Les biais sont d’autant plus probables en France que les ménages restent très méfiants face aux objets connectés. Malgré des lancements en fanfare, les montres et les bracelets connectés, souvent transformés en gadgets, ne se sont ainsi jamais imposés dans l’Hexagone. Même s’il est devenu très simple de piloter à distance sa vidéosurveillance, ses volets ou la climatisation de sa maison, les particuliers n’ont pas encore franchi le cap de la maison connectée. Selon un sondage de Sociovision (Ifop), pour le compte de l’association Promotelec (confort et sécurité dans l’habitat), réalisé en mai dernier, seules 15 % des personnes interrogées envisageaient de se munir d’une maison à haute technologie. Pourquoi une telle frilosité ? Les sondés évoquent aussi bien le prix des objets que la crainte des dangers pour la vie privée.

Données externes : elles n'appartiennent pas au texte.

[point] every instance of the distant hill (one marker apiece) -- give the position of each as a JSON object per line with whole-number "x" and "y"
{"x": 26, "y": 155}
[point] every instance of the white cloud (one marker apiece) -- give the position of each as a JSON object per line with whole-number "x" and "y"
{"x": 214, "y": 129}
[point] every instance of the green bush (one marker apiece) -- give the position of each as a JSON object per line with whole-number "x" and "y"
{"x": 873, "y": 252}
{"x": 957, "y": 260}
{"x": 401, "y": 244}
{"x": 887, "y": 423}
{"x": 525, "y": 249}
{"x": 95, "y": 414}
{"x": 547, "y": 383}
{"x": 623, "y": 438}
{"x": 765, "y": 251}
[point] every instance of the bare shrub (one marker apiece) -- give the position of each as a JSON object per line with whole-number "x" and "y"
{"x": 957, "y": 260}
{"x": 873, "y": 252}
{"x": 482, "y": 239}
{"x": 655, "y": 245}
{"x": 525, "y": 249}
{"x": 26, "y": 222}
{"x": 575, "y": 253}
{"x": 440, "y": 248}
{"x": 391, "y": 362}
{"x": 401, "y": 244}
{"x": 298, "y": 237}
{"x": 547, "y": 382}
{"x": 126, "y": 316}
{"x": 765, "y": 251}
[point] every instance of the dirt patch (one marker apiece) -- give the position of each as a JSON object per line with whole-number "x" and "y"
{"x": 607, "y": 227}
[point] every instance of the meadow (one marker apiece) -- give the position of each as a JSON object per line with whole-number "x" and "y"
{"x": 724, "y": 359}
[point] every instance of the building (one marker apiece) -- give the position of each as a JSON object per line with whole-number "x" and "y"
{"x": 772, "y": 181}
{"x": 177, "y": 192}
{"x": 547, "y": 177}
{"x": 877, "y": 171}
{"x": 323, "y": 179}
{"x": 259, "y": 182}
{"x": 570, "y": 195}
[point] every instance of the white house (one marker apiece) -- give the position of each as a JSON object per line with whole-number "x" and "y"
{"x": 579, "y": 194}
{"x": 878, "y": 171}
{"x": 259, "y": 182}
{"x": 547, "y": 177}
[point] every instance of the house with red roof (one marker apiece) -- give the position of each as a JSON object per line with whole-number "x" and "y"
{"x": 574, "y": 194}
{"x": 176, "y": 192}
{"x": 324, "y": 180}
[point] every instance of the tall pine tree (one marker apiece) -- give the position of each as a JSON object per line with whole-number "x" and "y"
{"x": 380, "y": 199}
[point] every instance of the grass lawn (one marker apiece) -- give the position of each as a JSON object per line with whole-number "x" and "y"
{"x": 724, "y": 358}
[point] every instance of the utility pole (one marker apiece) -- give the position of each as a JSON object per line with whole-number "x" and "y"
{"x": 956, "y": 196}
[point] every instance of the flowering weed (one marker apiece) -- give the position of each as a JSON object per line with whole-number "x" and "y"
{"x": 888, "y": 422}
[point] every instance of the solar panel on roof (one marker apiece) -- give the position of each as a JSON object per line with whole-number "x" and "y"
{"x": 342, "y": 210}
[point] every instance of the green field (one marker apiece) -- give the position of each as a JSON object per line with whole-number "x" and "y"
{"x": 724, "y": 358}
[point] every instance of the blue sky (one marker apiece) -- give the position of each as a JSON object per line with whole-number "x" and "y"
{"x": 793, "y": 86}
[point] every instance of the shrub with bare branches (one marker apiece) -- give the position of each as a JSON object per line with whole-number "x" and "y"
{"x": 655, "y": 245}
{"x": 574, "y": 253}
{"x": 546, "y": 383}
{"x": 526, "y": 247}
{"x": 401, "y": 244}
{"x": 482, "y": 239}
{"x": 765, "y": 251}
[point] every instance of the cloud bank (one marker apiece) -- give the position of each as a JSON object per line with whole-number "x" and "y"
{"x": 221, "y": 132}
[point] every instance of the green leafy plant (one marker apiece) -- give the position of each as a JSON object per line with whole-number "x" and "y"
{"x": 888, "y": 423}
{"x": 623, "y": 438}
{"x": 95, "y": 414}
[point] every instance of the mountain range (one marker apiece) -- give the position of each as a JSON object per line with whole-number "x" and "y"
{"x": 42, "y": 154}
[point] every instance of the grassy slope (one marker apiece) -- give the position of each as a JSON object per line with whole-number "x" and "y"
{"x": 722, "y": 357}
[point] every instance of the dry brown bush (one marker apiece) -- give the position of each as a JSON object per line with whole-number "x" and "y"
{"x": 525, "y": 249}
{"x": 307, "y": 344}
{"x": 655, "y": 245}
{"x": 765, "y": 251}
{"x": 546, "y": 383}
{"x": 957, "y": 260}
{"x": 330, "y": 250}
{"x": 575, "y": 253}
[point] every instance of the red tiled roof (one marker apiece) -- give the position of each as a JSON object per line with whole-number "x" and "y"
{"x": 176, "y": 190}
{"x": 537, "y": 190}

Les motivations sont également insuffisantes, car les ménages, assurés contre les dégâts domestiques, ne voient pas le bénéfice financier qu’ils tireraient à s’équiper d’objets encore onéreux. « Aujourd’hui beaucoup d’objets connectés n’intègrent pas les contraintes utilisateurs et ceux-ci s’en lassent rapidement ou bien en détournent les usages, décrypte David Dubois, président de l’Institut des actuaires, directeur France et Benelux du réassureur RGA. Or un assureur ne peut moduler ses tarifs si, en face, il n’y a pas de changement du comportement sur le long terme. Résultat : les compagnies ne peuvent pas aujourd’hui exploiter pleinement le potentiel des objets connectés. »

De grandes promesses pour le médical

Le domaine médical, au croisement de multiples expertises, est un autre exemple type d’un secteur que le big data pourrait révolutionner, mais dont les pratiques n’ont pourtant évolué qu’à la marge. Les médecins se contentent encore plus ou moins de répliquer en e-santé les mêmes processus qu’en médecine présentielle. L’analyse des données massives permet de distinguer des sous-groupes toujours plus fins au sein des maladies mais nous sommes loin d’une médecine numérique personnalisée.

« Mon point de vue est que cette étape arrivera dans dix à quinze ans, estime Xavier Briffault, chercheur en sciences sociales de la santé au CNRS. Elle apportera un changement considérable. Par exemple, dans mon domaine, en psychiatrie, un focus important est mis sur les maladies les plus graves – pour lesquelles l’intérêt du numérique est encore difficile à apprécier –, mais l’essentiel des charges de morbidité provient de tous les troubles intermédiaires : dépressions diverses, troubles anxieux, hyperactivité, troubles de la personnalité, troubles du comportement alimentaire, addictions, autisme léger… Ces problématiques pourront certainement être améliorées par des outils numériques légers qui interviendront en permanence de façon ciblée et permettront d’éviter les impacts fonctionnels trop importants et les évolutions défavorables. »

Associer tous les acteurs et partager les informations

Le chercheur ne croit pas pour autant, lui non plus, que la prévention puisse être totalement confiée à ces outils automatiques. « La révolution à venir dans la prévention, ce n’est pas seulement le big data mais le fait qu’on va pouvoir cibler les interventions en les adaptant à chaque personne, en tenant compte de son contexte. Je crois en un modèle mixte, intégrant de façon synergique, dans la relation clinique et thérapeutique, des outils connectés, des algorithmes d’intelligence artificielle, des professionnels de santé et les patients eux-mêmes ainsi que leurs proches », affirme-t-il.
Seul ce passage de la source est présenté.